Goldene Stadtmünze für Guido Schenk – ein Leben für Dormagen
Guido Schenk ist für seinen jahrzehntelangen Einsatz für Dormagen mit der Goldenen Stadtmünze ausgezeichnet worden. Die Ehrung wurde ihm am 25. März von Bürgermeister Erik Lierenfeld überreicht und würdigt seine lange Karriere in den Bereichen Stadtentwicklung, Tourismus und Öffentlichkeitsarbeit. Schenks Wirken hat in der Stadt nachhaltige Spuren hinterlassen – von Großveranstaltungen bis hin zu städtebaulichen Initiativen.
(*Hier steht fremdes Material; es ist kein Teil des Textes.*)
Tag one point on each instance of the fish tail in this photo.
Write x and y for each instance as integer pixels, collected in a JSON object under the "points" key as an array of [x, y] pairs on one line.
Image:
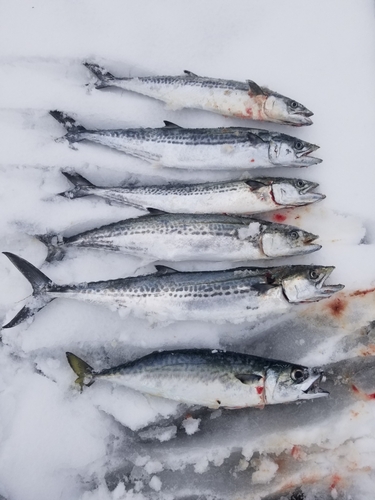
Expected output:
{"points": [[54, 244], [104, 77], [70, 124], [40, 284], [85, 373], [80, 186]]}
Seine Laufbahn in Dormagen begann als Pressesprecher der Stadt, ein Amt, das er elf Jahre lang ausübte. In dieser Zeit betreute er prominente Fälle wie den Medienrummel um den Kaiman Sammy 1994, der Millionen von Zuschauern in ganz Deutschland faszinierte. Später übernahm er für 17 Jahre die Leitung des Stadtmarketings und Tourismus beim Stadtmarketingverein Dormagen (SVGD), wo er prägende Projekte vorantrieb. Dazu zählten die Ausstellung Wasserwelt 2002, die bemalten Holzkühe von 2009 sowie das Rockfestival am Silbersee.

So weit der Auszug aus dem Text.